Aba’s words drifted back: There’s nothing more thrilling than digging for the truth and finding it. All this time I had been giving into fear. What would Aba say if he knew what a coward I had been? Yes, there was no question, I had to go back…My decision to go back to the garden made me feel both exhilarated and lonely. An invisible wall had been erected between me and my cousins. This was not an adventure that I could bring them along for, not even Krishna. I had to do it alone.
So atmospheric, so mysterious, The Girl In The Garden reminds me a bit of The Secret Garden by Frances Hodgson Burnett. Why have a secret garden? Who’s in the secret garden? How is it that a child will uncover what adults try to hide?
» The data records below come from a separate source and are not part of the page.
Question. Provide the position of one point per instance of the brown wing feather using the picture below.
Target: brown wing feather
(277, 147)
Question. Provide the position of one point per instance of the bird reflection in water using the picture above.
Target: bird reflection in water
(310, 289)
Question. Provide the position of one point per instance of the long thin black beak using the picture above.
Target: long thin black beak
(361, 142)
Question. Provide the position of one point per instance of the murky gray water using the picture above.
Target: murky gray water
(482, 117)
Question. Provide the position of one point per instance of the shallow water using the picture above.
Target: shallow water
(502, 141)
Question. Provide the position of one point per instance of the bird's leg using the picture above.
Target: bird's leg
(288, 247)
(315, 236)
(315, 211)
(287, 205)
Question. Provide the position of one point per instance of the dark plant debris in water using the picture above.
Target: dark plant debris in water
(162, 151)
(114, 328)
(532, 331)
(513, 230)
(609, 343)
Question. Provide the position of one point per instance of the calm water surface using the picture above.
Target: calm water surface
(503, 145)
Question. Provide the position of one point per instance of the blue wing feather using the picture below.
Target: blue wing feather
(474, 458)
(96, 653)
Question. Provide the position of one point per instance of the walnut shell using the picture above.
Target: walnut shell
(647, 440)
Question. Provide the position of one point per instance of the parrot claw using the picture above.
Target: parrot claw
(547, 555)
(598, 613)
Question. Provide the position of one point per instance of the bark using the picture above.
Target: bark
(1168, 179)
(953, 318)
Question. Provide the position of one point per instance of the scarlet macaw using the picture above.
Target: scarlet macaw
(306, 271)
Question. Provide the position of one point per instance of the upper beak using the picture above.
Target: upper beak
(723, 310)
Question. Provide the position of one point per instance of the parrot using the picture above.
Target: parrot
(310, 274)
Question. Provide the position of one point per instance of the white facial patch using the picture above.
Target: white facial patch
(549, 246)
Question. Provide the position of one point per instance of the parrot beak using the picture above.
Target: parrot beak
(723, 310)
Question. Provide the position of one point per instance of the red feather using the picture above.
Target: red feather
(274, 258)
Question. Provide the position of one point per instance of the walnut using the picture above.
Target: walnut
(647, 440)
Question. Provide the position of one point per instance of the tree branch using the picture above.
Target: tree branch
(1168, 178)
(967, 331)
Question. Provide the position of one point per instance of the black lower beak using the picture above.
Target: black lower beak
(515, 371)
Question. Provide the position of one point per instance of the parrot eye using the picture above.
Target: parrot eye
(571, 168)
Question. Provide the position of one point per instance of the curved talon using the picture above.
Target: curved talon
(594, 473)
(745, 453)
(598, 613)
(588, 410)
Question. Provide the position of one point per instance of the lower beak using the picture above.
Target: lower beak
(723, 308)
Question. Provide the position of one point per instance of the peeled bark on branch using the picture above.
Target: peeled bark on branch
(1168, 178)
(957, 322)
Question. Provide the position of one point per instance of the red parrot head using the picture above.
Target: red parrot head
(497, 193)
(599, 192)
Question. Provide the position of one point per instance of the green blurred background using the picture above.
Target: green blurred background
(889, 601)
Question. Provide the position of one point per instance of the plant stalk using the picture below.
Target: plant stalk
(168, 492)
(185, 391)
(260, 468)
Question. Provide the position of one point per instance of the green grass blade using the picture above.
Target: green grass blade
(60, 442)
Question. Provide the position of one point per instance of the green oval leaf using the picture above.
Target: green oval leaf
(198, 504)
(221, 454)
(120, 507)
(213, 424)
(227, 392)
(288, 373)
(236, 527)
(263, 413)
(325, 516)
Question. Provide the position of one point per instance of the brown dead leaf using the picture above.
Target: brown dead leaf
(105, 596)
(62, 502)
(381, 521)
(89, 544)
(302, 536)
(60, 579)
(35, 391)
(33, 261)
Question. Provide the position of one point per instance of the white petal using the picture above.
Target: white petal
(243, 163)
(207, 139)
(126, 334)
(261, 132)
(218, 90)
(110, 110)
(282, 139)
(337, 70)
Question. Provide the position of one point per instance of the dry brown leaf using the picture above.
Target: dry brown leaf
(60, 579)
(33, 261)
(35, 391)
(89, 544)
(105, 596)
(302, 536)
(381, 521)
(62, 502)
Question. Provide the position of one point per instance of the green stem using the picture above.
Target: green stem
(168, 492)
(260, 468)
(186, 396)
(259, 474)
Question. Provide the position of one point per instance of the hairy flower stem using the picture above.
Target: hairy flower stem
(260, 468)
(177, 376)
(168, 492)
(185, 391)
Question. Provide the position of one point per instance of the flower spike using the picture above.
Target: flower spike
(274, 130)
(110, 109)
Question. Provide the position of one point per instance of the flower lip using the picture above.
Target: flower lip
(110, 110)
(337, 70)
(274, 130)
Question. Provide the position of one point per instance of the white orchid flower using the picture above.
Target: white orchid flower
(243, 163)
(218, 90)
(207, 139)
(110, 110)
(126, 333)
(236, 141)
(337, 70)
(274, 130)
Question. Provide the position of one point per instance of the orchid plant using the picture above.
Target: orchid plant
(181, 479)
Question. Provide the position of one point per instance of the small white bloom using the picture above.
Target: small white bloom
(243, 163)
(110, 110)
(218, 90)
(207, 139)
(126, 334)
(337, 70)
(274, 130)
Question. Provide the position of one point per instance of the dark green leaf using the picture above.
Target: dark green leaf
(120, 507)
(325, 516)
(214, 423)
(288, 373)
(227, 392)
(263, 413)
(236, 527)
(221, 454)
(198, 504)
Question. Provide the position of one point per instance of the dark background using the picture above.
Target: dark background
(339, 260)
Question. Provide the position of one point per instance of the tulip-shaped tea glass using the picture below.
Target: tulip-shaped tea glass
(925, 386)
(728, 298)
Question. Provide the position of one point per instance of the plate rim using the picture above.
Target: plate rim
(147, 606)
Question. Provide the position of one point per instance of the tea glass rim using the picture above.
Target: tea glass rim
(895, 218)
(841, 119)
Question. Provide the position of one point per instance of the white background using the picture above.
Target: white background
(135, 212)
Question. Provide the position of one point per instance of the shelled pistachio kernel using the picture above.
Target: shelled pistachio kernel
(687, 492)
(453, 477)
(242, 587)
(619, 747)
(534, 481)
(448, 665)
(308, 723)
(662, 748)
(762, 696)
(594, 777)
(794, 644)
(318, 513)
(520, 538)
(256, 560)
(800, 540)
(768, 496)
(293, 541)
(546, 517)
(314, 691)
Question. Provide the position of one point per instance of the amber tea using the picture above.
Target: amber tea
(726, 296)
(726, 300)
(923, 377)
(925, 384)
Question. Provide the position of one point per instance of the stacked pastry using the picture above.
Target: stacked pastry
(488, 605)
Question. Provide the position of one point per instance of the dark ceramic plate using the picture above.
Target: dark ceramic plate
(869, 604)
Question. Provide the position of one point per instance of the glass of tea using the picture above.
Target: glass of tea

Kamala Nair‘s story is told from the perspective of eleven year old Rakhee who lives in Minnesota with her Amma (mother) and Aba (father). When blue envelopes begin to appear, which are written in an unfamiliar hand and addressed to her mother, Rakhee notices a change in Chikra. Together they travel back to India, to Chikra’s home, and at first Rakhee is very happy playing with her cousins. She is not so happy, however, with some of her aunts and uncles nor with leaving her father behind.
When she sees one of her aunts, and her mother, go off into the forest when they assume she is sleeping, Rakhee’s curiosity is aroused. Although she is told not to go there, for sinister beings inhabit the darkness, she nevertheless sneaks into the forest only to discover a garden holding a hidden girl.
The novel explores secrets from the past which have enormous impact on the present. As an adult, Rakhee cannot continue with her plans for marriage until she has resolved the repercussions which came from the girl in the garden. She must also come to terms with her parents’ marriage, and more importantly her mother’s life, before she can move on with her own.